So he meant sleep in the oh-so-Hamlet sense of the word! Of course! How could I have been so naive!

And then, there’s the little business of the acronym, “ILY.” Previously, I would’ve sworn on a stack of bibles he was professing his undying love for me. Instead, I now believe it to be some Korean-Italian-Slovenian pidgin for RIP. How could I have been so obtuse!

I’m sure his deli counter princess is really a pro when dealing with a nice firm Italian salami and is far better at customer service than I could ever dream of being.  Not only that, I bet she even makes her own sandwiches–  and would probably make his too.

Still, do you think she can truly handle sleepless nights and stomach flus and common colds and surprise bouts of pneumonia like a pro?  Does she have the patience to handle the plagues of Job? And does she know the whole one is one and two is ten proverb? Like, does she REALLY, TRULY understand?

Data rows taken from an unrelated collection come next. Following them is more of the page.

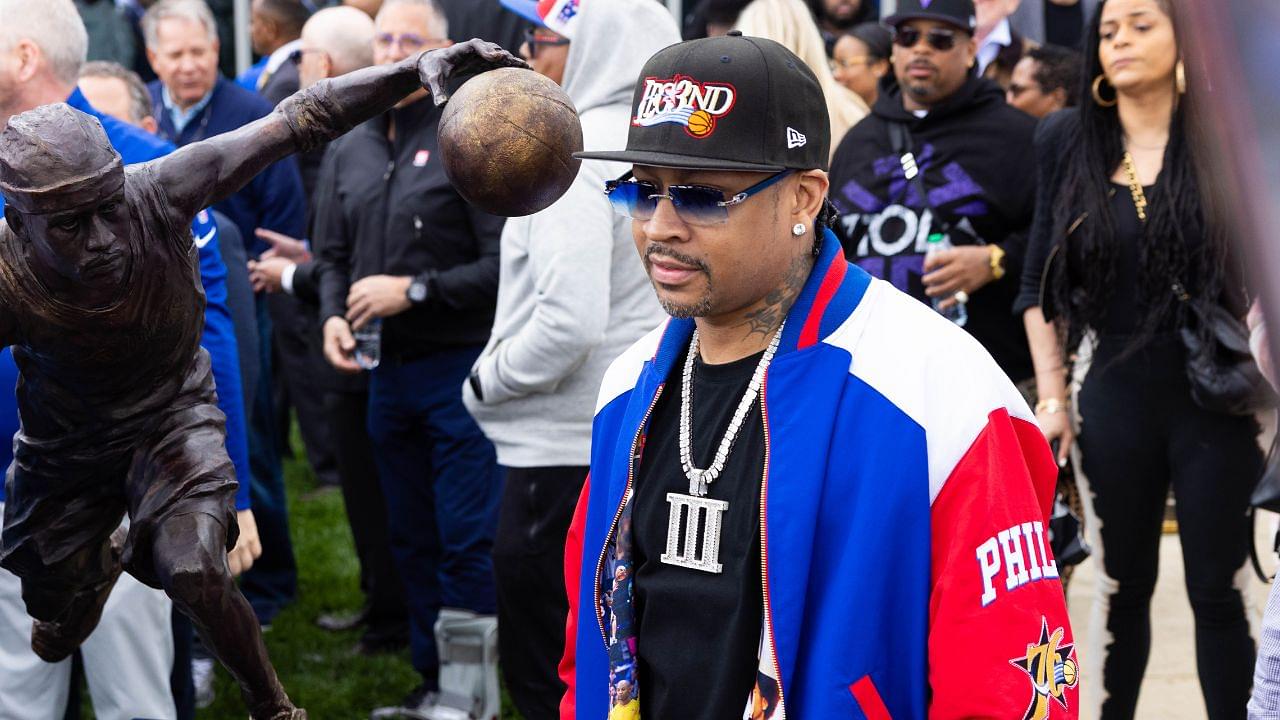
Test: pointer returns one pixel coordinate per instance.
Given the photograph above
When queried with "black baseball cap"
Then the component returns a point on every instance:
(958, 13)
(728, 103)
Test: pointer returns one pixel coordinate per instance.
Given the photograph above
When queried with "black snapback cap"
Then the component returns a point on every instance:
(958, 13)
(728, 103)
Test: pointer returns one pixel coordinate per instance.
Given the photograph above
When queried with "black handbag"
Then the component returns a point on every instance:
(1223, 373)
(1065, 528)
(1266, 496)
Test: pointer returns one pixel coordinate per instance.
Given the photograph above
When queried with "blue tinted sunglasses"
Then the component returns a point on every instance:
(694, 204)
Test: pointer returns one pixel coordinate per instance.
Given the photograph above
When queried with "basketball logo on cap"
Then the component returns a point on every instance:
(684, 101)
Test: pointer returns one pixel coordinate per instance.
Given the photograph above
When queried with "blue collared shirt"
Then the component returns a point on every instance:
(182, 118)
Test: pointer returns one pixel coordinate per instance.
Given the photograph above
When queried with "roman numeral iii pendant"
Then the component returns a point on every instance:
(700, 520)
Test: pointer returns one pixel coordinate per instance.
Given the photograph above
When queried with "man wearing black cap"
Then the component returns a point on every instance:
(810, 496)
(942, 159)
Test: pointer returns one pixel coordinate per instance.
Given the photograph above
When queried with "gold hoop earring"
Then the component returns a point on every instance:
(1097, 92)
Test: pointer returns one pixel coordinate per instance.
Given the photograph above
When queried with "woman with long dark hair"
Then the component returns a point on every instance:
(1128, 236)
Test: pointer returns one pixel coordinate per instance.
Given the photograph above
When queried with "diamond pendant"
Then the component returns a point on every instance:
(694, 514)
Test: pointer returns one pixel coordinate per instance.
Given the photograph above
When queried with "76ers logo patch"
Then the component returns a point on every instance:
(1051, 668)
(684, 101)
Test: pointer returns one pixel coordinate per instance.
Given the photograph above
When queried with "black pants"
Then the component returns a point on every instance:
(366, 513)
(529, 561)
(1142, 433)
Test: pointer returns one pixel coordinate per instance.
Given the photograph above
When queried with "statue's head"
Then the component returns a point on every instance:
(64, 187)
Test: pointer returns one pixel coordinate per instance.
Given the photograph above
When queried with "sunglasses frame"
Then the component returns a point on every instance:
(675, 192)
(929, 36)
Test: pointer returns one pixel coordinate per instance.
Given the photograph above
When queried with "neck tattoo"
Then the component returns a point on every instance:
(695, 510)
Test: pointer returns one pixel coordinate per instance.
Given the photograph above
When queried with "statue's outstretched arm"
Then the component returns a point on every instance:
(205, 172)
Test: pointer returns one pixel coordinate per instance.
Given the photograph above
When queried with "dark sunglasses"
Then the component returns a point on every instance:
(694, 204)
(938, 39)
(534, 37)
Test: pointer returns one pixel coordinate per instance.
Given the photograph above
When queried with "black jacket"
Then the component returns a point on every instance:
(977, 164)
(385, 208)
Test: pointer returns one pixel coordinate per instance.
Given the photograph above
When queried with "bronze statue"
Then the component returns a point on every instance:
(100, 299)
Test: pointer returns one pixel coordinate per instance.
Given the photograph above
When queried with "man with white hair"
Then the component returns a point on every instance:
(193, 103)
(411, 258)
(128, 659)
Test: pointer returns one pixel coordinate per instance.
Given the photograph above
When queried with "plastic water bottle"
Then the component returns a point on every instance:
(369, 343)
(958, 313)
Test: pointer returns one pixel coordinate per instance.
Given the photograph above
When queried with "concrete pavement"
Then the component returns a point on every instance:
(1171, 689)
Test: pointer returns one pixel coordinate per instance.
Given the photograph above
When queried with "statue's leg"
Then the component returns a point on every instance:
(83, 582)
(190, 561)
(182, 505)
(58, 538)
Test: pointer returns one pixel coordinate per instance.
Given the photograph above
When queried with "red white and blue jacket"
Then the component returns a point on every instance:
(904, 519)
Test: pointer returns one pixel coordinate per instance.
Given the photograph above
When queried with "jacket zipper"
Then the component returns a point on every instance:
(626, 496)
(764, 546)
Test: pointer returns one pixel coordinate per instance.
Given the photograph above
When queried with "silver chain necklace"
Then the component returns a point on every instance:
(695, 511)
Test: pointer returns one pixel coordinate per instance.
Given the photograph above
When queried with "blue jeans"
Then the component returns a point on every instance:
(442, 484)
(273, 580)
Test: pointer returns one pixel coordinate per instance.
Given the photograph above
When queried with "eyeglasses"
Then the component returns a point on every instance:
(694, 204)
(408, 41)
(534, 37)
(938, 39)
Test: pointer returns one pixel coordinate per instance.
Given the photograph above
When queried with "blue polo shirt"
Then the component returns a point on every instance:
(219, 336)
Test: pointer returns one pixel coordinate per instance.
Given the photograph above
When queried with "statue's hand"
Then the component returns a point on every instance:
(437, 67)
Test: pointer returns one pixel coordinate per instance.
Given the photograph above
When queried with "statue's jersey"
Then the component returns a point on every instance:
(118, 406)
(106, 370)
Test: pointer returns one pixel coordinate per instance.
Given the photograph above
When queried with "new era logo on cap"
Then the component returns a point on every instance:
(730, 103)
(684, 101)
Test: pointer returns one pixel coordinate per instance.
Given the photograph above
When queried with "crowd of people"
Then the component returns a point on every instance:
(512, 437)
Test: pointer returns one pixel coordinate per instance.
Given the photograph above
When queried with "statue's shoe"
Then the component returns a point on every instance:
(287, 712)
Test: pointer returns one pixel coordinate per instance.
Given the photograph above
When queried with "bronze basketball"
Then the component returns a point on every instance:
(507, 139)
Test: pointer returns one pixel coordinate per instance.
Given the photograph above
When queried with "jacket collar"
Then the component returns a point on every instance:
(830, 296)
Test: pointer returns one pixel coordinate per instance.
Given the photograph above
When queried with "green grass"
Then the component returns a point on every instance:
(319, 669)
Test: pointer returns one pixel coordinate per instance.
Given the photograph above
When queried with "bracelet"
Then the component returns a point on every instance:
(1052, 405)
(997, 261)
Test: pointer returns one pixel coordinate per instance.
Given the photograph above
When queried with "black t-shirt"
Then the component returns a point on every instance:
(699, 633)
(1125, 308)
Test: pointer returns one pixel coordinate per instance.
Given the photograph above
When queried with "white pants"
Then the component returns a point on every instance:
(127, 660)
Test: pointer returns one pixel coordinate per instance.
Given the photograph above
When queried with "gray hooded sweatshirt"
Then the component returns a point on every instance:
(572, 292)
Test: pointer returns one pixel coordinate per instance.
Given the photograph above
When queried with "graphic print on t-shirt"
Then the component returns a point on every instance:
(890, 233)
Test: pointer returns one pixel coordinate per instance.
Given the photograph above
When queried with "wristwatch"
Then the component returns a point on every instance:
(416, 291)
(997, 261)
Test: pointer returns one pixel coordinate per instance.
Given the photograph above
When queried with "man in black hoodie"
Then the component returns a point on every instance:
(940, 127)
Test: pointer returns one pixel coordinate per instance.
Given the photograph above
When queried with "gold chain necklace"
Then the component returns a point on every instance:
(1139, 197)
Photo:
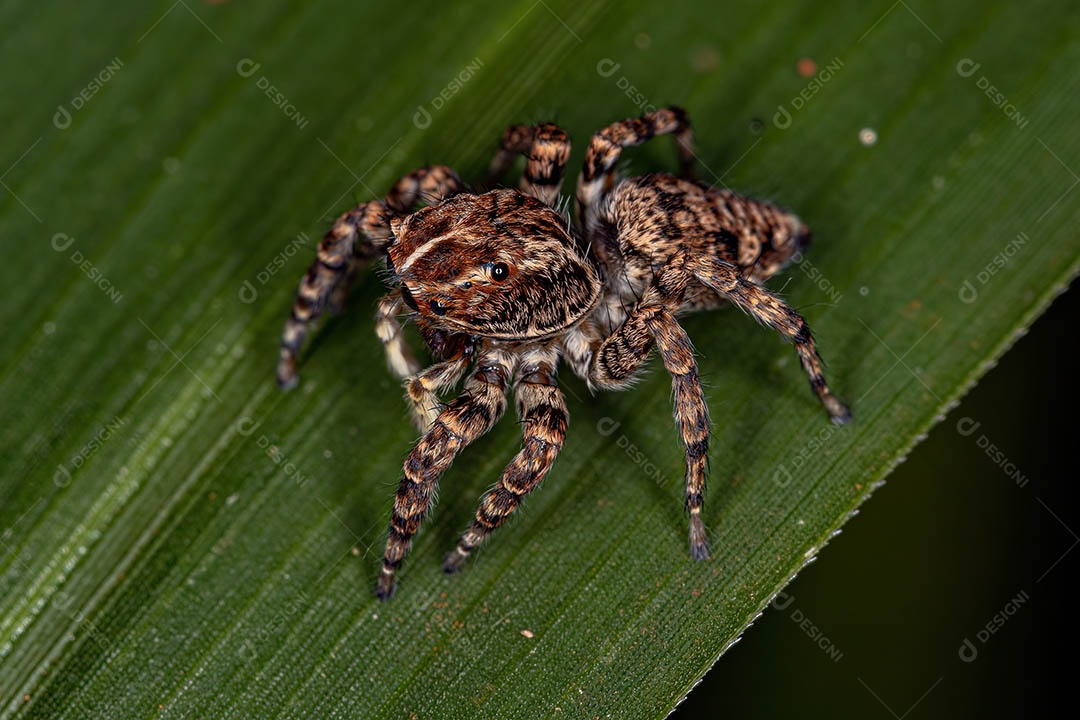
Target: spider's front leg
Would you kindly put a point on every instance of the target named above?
(548, 150)
(597, 175)
(542, 410)
(612, 362)
(768, 309)
(356, 236)
(474, 412)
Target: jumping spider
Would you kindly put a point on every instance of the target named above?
(501, 283)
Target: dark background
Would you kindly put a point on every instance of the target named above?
(945, 545)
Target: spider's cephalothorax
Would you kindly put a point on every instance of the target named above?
(500, 283)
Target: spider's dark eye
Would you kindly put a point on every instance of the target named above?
(407, 297)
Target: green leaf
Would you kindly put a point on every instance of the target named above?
(181, 539)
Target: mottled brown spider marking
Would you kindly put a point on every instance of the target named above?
(473, 412)
(499, 281)
(366, 222)
(547, 149)
(356, 236)
(501, 266)
(431, 184)
(691, 415)
(770, 310)
(597, 175)
(542, 410)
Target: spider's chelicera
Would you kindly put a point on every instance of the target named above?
(501, 283)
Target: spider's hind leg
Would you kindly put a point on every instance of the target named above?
(770, 310)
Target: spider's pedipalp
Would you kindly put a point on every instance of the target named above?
(547, 148)
(474, 412)
(400, 357)
(542, 410)
(422, 389)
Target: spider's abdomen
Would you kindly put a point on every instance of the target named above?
(651, 217)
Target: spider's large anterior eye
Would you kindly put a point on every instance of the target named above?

I know he does. I know he gets it. Which is why he makes my lunches and does the laundry and the dishes and vacuums the living room rugs and brings me surprise biscuits. And why he always takes his turns on night duty. And calls me up just to tell me he loves me. And sends me special notes in my lunch sack every single day without fail.

And maybe he didn’t truly try to kill me.  Maybe it was an involuntary manslaughter attempt. An accident, if you will. And maybe this Publix deli girl with the sassy eyes and provocative hair net doesn’t actually exist. Maybe she’s a figment of my over-used and sleep-deprived brain. It was my idea to switch over to turkey and salami this week, after all.

Because, you see, my husband gets it. I know he does. And I get it too. Which is why we work so hard to make it through the hard times still in tact and in love. We are quite the partnership. Quite the wiped-out –- physically- and psychologically- and immunologically- speaking, twin parent partnership. And quite the husband-wife partnership too.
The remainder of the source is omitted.